Honey, we have to take a moment together. Girlfriend, I used to live in your state. Registered Democrat. Known troublemaking activistic type.
While I was there, a tall charismatic red headed irish dude was running for governor against a really really smart though standoffishly quirky college president. Republican versus Democrat.
And actually, considering some things the college prez did while he was in office were a touch on the odd side, he was still way up in the polls over the red head.
Until ... two words ...
Natalie Jacobson.
She was a too chirpy, too perky, too big haired anchorette of the WCVB-TV 5 (ABC affiliate) television station. The hair height did come down over time.
But back to why I gotta chat with you sistagirl.
John Silber. Shake the dust and think back.
Natalie was playing with the kid or the dog on the floor with his wife on one side and him on the other. She asked him what his strengths and weaknesses were.
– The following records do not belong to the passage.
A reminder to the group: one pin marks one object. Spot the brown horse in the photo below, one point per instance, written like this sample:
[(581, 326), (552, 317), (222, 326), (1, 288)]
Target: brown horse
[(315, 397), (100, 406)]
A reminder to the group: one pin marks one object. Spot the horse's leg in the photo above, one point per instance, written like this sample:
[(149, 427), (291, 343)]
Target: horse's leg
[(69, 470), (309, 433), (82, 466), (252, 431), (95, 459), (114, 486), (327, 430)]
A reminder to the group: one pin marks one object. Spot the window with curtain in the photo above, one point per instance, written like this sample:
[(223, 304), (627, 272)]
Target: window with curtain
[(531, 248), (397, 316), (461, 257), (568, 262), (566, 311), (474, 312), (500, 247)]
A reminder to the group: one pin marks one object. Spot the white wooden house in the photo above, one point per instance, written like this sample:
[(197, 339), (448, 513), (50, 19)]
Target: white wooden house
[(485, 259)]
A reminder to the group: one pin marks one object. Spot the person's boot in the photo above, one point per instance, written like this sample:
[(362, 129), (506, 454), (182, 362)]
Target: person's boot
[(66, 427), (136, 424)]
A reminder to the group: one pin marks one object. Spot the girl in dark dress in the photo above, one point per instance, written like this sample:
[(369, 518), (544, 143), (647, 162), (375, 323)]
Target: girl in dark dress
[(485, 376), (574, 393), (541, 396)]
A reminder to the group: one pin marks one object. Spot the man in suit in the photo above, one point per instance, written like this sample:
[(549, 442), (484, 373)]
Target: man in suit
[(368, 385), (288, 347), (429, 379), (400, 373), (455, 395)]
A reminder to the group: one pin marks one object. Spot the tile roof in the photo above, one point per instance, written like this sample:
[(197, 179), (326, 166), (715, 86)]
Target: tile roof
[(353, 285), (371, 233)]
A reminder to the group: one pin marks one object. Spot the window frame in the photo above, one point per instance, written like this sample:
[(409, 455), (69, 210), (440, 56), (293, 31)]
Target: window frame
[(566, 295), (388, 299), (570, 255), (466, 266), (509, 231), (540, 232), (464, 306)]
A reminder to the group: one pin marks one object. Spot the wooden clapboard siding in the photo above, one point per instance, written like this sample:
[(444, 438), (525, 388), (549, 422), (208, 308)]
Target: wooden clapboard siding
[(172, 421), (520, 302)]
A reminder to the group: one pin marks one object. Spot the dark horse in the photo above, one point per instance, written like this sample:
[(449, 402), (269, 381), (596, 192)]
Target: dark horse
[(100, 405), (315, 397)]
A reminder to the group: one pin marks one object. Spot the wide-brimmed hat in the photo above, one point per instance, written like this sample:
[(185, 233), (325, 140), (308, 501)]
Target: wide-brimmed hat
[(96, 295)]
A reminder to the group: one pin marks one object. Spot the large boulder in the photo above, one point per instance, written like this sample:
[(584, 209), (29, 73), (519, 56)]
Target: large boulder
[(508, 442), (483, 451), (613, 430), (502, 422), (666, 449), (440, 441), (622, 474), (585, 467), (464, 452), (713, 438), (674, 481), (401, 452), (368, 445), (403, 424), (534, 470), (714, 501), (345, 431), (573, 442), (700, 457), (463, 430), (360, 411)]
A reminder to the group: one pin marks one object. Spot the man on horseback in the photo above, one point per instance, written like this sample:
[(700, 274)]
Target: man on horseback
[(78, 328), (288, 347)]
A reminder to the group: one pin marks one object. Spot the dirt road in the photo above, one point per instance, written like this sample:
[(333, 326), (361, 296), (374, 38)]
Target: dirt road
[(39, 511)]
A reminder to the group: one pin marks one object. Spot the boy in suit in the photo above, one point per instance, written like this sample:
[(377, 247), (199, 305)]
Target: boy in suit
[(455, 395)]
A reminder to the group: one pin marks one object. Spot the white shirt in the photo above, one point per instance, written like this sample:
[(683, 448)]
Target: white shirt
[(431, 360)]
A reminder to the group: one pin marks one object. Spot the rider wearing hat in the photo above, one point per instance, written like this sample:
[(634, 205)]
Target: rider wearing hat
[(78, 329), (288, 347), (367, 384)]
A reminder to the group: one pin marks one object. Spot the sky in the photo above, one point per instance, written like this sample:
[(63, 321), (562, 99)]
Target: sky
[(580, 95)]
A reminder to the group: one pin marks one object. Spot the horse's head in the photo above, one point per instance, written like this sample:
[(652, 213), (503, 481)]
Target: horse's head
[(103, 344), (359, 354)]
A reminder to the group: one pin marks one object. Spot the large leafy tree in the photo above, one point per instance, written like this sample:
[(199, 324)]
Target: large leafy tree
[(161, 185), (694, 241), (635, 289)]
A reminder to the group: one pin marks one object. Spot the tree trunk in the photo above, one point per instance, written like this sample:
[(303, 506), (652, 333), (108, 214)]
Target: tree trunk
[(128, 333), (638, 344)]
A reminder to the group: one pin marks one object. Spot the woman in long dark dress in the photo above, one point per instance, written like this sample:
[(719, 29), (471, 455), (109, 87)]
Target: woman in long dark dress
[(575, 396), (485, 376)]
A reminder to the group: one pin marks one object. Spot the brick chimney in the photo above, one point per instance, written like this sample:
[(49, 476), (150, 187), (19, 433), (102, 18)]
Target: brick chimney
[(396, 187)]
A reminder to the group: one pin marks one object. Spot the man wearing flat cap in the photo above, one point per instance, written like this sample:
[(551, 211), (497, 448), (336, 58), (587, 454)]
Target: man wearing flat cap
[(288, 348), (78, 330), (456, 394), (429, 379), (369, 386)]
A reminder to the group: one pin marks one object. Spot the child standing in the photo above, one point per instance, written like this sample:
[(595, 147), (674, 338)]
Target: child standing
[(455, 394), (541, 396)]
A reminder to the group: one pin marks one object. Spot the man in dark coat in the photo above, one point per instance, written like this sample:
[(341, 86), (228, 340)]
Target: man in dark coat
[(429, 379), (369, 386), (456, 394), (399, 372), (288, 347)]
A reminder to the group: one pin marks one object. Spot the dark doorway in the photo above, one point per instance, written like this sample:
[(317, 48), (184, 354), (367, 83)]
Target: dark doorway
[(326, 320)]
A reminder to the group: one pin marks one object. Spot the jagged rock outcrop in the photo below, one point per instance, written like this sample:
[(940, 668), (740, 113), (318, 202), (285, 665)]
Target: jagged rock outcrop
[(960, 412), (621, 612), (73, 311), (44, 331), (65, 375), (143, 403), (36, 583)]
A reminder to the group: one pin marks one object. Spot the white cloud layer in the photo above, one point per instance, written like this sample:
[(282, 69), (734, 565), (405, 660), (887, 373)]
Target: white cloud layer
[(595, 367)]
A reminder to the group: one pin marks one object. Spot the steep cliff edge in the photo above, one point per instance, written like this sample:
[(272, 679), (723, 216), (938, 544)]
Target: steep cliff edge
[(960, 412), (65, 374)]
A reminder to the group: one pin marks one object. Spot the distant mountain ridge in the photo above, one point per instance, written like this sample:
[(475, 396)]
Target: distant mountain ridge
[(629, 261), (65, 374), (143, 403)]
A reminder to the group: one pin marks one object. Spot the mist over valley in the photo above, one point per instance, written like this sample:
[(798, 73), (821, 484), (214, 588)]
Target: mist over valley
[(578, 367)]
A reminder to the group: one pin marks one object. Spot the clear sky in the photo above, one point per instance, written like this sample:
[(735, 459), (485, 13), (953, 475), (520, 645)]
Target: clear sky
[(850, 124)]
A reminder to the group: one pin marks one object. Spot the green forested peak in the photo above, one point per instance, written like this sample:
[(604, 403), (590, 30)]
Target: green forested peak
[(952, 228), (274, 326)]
People in Massachu were trying to get to know the real him. They seemed to have made peace with all he did before.
Then he unraveled.
He snapped at her, and I will always recall the look on her face. It wasn't a gotcha question, but he reacted like it was. And his tone and chosen words of response set into motion several years of acceptable republicans in rather high positions for what is claimed to be such a blue state.
So it is with great distress to hear that, sistagirl, you are a mess.
How could you turn a cakewalk into crumbs? By thinking 'Senator Coakley' was all a predestined affair I suppose. Did someone think this was the senior class in high school, and who votes for the kid with the pocket protector?
I voted for the red head that year. Silber lost my vote too.